[R-sig-ME] Random effects variances in R and SPSS not matching
@|m@h@rme| @end|ng |rom gm@||@com
Wed Mar 31 22:43:04 CEST 2021
Thank you. I'll be happy to give more info. SPSS model syntax is shown on
in Table 14.5, p. 585 (type `606` in page slot) of this book (
The SPSS output is shown on p. 588 (type `606` in page slot).
I should add the covariance between `Y1` and `Y2` exactly match. and the
log-likelihood seems to be almost identical.
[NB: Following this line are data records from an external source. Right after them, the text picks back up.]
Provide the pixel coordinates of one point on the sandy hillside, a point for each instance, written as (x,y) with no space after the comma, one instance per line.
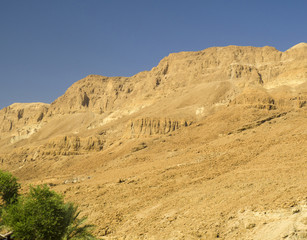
(206,145)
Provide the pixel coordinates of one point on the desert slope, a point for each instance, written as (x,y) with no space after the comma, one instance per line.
(207,144)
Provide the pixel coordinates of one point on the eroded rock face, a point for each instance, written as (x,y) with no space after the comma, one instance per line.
(156,126)
(184,87)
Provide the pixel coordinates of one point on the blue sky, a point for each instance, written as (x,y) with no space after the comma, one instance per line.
(45,46)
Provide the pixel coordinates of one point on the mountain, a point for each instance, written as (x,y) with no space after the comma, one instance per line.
(207,144)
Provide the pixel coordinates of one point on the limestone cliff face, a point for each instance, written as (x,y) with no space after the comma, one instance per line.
(21,120)
(156,126)
(241,66)
(183,88)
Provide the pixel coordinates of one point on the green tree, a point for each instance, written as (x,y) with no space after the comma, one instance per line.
(40,215)
(9,188)
(77,228)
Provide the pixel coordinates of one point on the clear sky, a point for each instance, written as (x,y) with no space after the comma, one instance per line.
(45,46)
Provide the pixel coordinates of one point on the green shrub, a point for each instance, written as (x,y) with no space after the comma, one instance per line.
(9,188)
(40,215)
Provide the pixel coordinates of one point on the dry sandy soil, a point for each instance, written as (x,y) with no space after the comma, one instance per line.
(207,145)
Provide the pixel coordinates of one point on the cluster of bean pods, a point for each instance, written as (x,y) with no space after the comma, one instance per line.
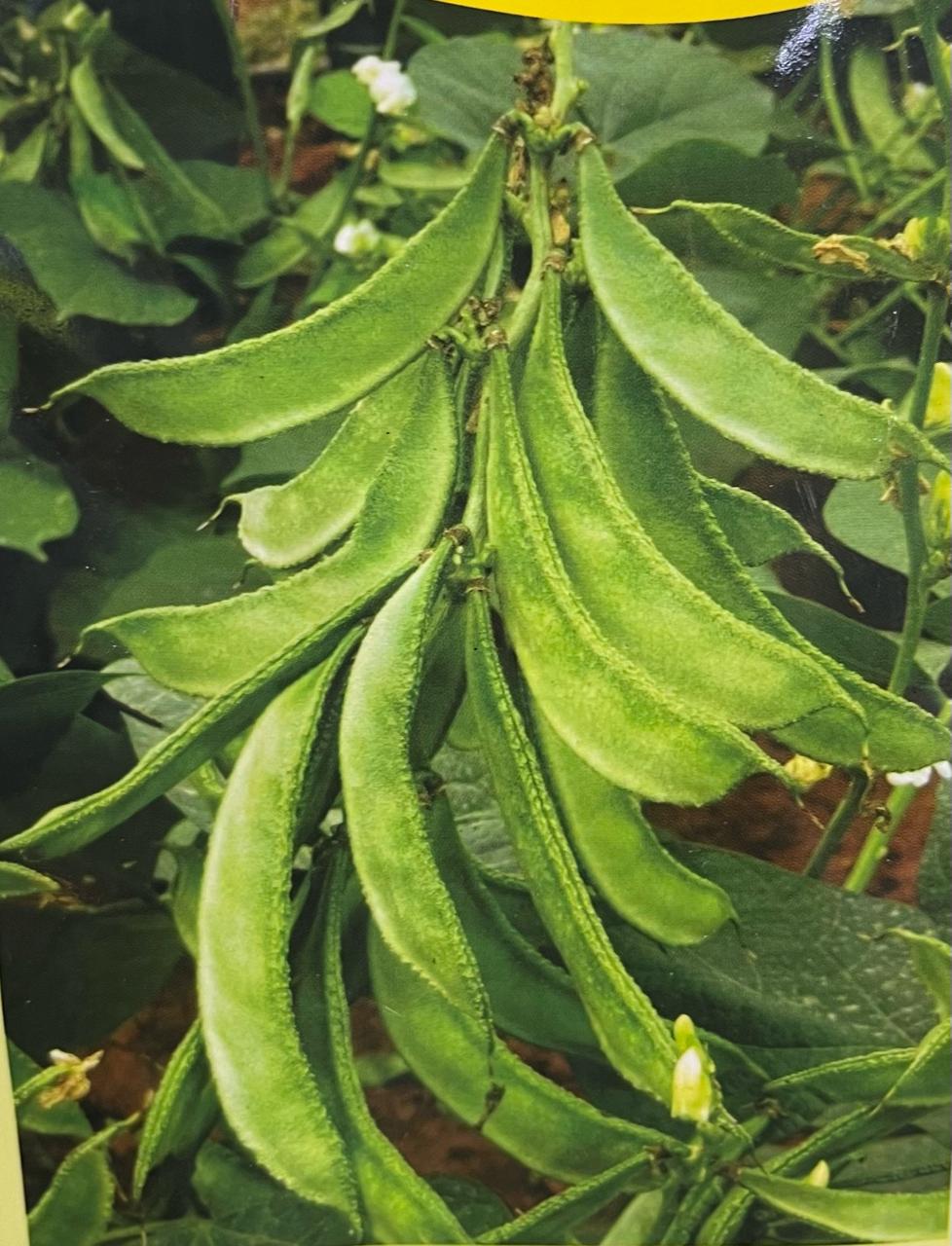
(566,573)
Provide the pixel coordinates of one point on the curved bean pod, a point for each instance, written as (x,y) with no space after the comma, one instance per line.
(730,670)
(265,1082)
(207,732)
(628,1029)
(530,996)
(182,1113)
(287,525)
(714,366)
(608,711)
(529,1116)
(858,1214)
(386,820)
(397,1205)
(324,363)
(201,649)
(641,882)
(637,431)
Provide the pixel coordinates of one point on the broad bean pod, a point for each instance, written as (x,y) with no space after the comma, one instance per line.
(637,432)
(621,854)
(858,1214)
(555,1219)
(265,1084)
(324,363)
(714,366)
(201,649)
(607,709)
(207,732)
(182,1113)
(287,525)
(728,668)
(385,808)
(396,1204)
(529,1116)
(628,1029)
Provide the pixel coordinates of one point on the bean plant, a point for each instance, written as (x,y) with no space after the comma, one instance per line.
(506,551)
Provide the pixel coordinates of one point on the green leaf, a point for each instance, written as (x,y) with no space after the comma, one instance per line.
(38,503)
(710,169)
(57,1120)
(647,93)
(463,85)
(342,102)
(934,876)
(69,267)
(61,986)
(247,1202)
(879,1218)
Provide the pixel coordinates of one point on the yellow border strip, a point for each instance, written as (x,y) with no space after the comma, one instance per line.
(633,12)
(12,1183)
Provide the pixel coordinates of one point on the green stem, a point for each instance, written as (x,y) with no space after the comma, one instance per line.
(561,40)
(897,210)
(935,55)
(539,231)
(907,481)
(239,69)
(884,831)
(837,120)
(839,824)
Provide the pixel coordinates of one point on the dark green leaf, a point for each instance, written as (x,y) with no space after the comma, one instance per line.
(69,267)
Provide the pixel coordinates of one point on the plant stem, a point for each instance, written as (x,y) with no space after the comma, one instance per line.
(561,40)
(839,824)
(907,481)
(884,831)
(907,201)
(837,120)
(239,69)
(935,55)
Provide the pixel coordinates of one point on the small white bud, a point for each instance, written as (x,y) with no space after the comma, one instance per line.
(356,239)
(692,1091)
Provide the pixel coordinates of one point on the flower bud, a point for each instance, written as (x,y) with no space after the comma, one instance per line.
(819,1175)
(692,1089)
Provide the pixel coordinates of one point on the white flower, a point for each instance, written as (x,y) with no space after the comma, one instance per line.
(390,89)
(356,239)
(919,778)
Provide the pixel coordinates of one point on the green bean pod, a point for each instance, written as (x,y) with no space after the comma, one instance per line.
(386,819)
(396,1204)
(287,525)
(75,1207)
(628,1029)
(608,711)
(530,996)
(724,666)
(265,1084)
(637,432)
(92,103)
(69,827)
(201,649)
(529,1116)
(858,1214)
(757,530)
(714,366)
(182,1113)
(555,1219)
(773,244)
(324,363)
(621,854)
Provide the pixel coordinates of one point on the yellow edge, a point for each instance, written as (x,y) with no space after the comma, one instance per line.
(632,12)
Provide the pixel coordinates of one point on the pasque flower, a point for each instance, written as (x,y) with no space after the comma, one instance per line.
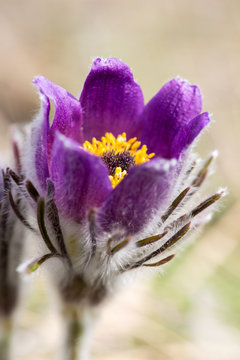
(114,182)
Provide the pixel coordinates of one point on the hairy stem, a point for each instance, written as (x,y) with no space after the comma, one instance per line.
(5,337)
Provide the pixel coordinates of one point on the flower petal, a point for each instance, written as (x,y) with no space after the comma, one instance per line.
(169,111)
(81,179)
(143,192)
(36,160)
(111,100)
(68,114)
(188,133)
(1,185)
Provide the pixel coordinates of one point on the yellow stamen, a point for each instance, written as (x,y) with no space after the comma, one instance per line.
(109,143)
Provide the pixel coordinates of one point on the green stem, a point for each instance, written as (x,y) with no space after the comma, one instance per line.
(5,337)
(77,322)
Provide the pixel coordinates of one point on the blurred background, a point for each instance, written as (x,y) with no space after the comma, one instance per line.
(192,311)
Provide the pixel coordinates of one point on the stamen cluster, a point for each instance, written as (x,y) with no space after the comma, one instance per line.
(119,154)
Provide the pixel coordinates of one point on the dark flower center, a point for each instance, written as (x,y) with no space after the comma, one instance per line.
(124,160)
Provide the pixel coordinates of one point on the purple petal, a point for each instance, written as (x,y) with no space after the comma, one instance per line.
(39,135)
(1,185)
(81,179)
(169,111)
(111,100)
(188,133)
(143,192)
(68,112)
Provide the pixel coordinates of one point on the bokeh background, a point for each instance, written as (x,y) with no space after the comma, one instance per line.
(193,311)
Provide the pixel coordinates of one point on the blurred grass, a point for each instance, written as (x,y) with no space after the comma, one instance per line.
(191,312)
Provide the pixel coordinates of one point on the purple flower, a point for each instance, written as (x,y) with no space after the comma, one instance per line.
(111,174)
(112,102)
But variances differ by a lot.
SPSS is using "ML".
Please let me know if I can provide any further information.
Thank you for your prompt reply,
On Wed, Mar 31, 2021 at 3:36 PM Phillip Alday <me using phillipalday.com> wrote:
> Without more information, we don't know for sure that the models are the
> same in both languages.
> It's too much of a time sink for a human to change model details
> randomly until the output matches some expected output, but you could
> probably do something with genetic programming or simulated annealing to
> do that....
> But if you can get more information, I would start by making sure
> - that the contrasts are truly the same
> - assumed covariance structures are the same
> - that one language isn't dropping some observations that the other is
> keeping (check the reporting number of observations levels of the
> grouping var)
> - the estimation method is the same across languages (ML,REML; hopefully
> SPSS isn't using something like quasi-likelihood)
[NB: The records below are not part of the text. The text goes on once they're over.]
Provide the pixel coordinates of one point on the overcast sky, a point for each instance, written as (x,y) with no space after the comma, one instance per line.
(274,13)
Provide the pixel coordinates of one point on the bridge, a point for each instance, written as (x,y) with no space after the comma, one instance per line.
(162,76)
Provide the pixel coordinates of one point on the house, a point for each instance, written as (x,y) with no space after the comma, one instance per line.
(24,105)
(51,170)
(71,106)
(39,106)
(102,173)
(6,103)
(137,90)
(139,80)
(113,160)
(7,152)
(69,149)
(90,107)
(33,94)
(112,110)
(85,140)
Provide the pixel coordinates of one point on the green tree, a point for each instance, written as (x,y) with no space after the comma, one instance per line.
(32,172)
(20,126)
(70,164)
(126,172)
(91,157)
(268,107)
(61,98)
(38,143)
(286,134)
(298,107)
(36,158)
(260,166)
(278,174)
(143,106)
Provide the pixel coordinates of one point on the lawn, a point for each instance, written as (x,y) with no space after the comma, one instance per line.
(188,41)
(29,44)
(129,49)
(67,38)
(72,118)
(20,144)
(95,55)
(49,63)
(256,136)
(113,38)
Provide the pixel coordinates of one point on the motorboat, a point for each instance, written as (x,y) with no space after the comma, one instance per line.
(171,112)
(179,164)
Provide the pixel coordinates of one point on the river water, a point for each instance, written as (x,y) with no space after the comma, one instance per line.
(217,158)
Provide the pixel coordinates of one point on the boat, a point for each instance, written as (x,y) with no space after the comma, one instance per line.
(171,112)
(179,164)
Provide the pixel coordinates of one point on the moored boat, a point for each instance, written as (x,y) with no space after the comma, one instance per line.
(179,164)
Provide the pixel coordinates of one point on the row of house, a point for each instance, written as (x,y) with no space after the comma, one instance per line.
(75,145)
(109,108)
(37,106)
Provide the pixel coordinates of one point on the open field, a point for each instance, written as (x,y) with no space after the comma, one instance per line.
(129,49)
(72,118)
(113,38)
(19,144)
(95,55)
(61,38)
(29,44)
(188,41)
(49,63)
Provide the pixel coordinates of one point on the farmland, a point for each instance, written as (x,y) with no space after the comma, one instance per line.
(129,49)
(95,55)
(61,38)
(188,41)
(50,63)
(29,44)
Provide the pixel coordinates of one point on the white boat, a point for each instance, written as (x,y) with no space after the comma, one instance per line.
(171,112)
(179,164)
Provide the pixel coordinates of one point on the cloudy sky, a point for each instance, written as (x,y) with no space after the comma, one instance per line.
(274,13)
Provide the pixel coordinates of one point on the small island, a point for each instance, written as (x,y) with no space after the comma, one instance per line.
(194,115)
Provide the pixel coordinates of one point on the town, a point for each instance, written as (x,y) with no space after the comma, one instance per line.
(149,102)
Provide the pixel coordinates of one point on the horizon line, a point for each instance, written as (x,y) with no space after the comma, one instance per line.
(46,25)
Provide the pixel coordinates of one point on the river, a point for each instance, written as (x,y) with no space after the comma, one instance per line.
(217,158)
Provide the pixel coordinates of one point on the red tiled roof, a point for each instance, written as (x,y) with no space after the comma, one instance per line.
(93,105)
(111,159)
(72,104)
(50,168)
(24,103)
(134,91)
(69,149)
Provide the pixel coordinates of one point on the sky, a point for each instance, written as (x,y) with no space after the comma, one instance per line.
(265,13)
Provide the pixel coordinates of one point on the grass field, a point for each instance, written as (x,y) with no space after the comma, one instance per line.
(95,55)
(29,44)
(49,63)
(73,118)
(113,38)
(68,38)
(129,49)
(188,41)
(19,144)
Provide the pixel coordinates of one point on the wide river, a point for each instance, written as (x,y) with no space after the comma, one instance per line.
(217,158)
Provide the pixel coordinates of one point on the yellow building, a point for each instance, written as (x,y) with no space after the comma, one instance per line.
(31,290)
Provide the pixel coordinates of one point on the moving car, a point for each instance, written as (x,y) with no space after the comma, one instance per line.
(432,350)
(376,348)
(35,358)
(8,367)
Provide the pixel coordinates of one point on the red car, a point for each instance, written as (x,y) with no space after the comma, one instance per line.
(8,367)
> - different optimizers (if available) give the same result across
> languages (i.e. make sure you're not in a local optimum)
> - cross checking the result against yet another software package
> For example, cross-checking against lme4 immediately hints that this
> model might not be advisable / have a well-defined optimum:
> > m2.4 <- lmer(value ~0 + name + (0 + name| Student), data = dat,
> Error: number of observations (=1600) <= number of random effects
> (=1600) for term (0 + name | Student); the random-effects parameters and
> the residual variance (or scale parameter) are probably unidentifiable
> On 31/3/21 10:15 pm, Simon Harmel wrote:
> > Dear All,
> > For my reproducible model below, SPSS gives the variance component of
> > 119.95 for Y1, and 127.90 for Y2.
> > But in `nlme::lme()` my variance components are 105.78 for Y1 and 113.73
> > for Y2.
> > Can we make the `lme()` reproduce the SPSS's variance components?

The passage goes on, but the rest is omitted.